With no revenue stream to keep the property afloat, the St. Augustine building was putting the parish in great financial risk, the archdiocese said. 


“In addition, mold issues were discovered in the Saint Augustine Church building last year that prevented the use of the building in any capacity. In December 2015 all forms of divine worship were discontinued in the interest of the health and safety of members of the Sacred Heart Parish community,” the statement continued.


“When Saint Augustine and Sacred Heart Parishes merged, all real estate holdings, assets and debts of the former Saint Augustine Parish were transferred to the newly formed Sacred Heart Parish. These transfers are standard procedure in the case of all parish mergers. 


“As such, the former Saint Augustine Church building is the property of Sacred Heart Parish. The future disposition of this building will be determined by the pastor of Sacred Heart Parish in consultation with his parish pastoral and finance councils in a manner consistent with providing for continued parish viability and sustainability.”

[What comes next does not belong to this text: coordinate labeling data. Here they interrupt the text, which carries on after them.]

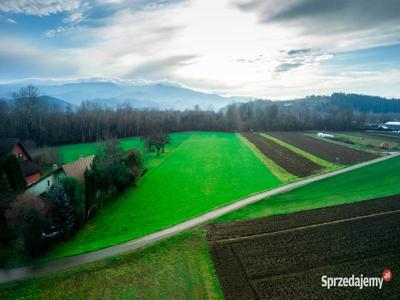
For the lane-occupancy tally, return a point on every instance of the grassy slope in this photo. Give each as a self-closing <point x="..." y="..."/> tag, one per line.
<point x="70" y="153"/>
<point x="328" y="166"/>
<point x="357" y="145"/>
<point x="373" y="181"/>
<point x="177" y="268"/>
<point x="284" y="176"/>
<point x="206" y="171"/>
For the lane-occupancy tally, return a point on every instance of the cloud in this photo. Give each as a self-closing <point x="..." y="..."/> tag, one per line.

The building’s future will be decided in discussion between O’Sullivan, the parish pastoral council and the pastoral finance council, said O’Sullivan, who noted there had so far been no discussion for St. Augustine benefiting from a situation similar to the one that rescued Our Lady of Mount Carmel.


After being shuttered in the merger, that Swedesburg church once again came alive with the passion of spirituality last December as St. John the Baptist Catholic Church, the newest Roman Catholic parish of the Personal Ordinariate of the Chair of St. Peter, a diocese for Roman Catholics in the U.S. and Canada who were once Anglican, but are now Catholic.


“We are not Our Lady of Mount Carmel resurrected,” St. John the Baptist pastor David Ousley had pointed out. “We were able to save (the building) as a Catholic church. If we had not come here it would have gone on the market at some point, probably to a developer.”